Sale Djordjevic se ne andrà dalla Virtus? Altamente probabile. E con lui saluterà anche Goran Bjedov, il silenzioso ma preziosissimo vice che otto anni fa di questi tempi vinceva un campionato di Promozione con una banda di ragazzini minorenni costituendo la base dell'attuale Treviso Basket. Scontato il divorzio tra Bologna e Stefan Markovic, pretoriano del coach, capofila della protesta di dicembre, nume tutelare di Pajola. Se sarà davvero Sergio Manolo Scariolo il prossimo head coach della Vu Nera, pur non dubitando del curriculum e del palmares del tecnico ispano-bresciano, temo che la Segafredo non compirà affatto l'auspicato passo in avanti. E non solo perché senza il duo serbo-croato in panchina parte dello zoccolo duro di questi due anni si sfalderà. Per capire il rischio che correrebbe la Virtus affidandosi a Scariolo è sufficiente osservare Ettore Messina e la sua parabola milanese. Affidarsi ad un allenatore che da parecchi anni non guida club europei ma è reduce da un robusto assistentato oltre Atlantico significa dover concedere una fase medio-lunga di assestamento a regole differenti di mercato, conduzione dello spogliatoio, programmazione del lavoro, diversa filosofia quotidiana. Milano questo rischio l'ha corso e nel primo anno di Messina ha balbettato, per poi rilanciarsi e ritornare in auge salvo incappare in errori mastodontici di gestione delle risorse psicofisiche. Ma Milano aveva e ha tuttora il vantaggio della certezza di una Eurolega per contratto, inattaccabile, da cui non può essere esclusa se non per impronosticabili motivi. La Virtus questa granitica certezza non ce l'ha e al massimo proverà ad elemosinare una wild card complice la paradossale implosione del Khimki. Affidare in toto club e team costruiti pazientemente in due anni ad un tecnico diverso e peraltro disabituato da sette stagioni alla vita in una società sportiva europea è un azzardo assoluto che può terminare in due modi: smentendo le fosche previsioni con successi tutti da immaginare o con un esonero dopo pochi mesi e progetto che stenta a decollare.

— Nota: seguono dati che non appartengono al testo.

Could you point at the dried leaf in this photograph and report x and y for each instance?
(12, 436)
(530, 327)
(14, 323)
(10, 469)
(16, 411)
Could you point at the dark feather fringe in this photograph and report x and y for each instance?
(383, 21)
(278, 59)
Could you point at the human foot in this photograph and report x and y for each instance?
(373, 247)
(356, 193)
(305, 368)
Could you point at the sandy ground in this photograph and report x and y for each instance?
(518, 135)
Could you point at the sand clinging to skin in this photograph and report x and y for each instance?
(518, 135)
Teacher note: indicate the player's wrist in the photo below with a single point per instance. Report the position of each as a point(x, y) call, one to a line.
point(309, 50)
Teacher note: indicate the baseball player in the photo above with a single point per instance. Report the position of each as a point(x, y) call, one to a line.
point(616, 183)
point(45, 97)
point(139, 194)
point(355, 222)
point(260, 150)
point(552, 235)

Dal mio piccolo, ringrazio Djordjevic per avermi fatto vedere un basket bello ed efficace, per le sue dichiarazioni mai banali, per l'abbraccio in Fiera a novembre 2019, per aver accettato una richiesta di 5 minuti di intervista al telefono nonostante fosse comprensibilmente distrutto dalla fatica. Sale è e resta un signore, con tutti i pregi ed i difetti che gli si possono riconoscere. Che vada a Kazan in Eurolega, che accetti di ricostruire il Partizan nuovamente sull'orlo del baratro, che (provocazione) chieda di fare il senior assistant in CSI o che rimanga fermo in attesa di un'altra sfida, non cambierà la mia opinione di lui e della qualità del suo lavoro. Come sempre, i fatti parlano e confermano.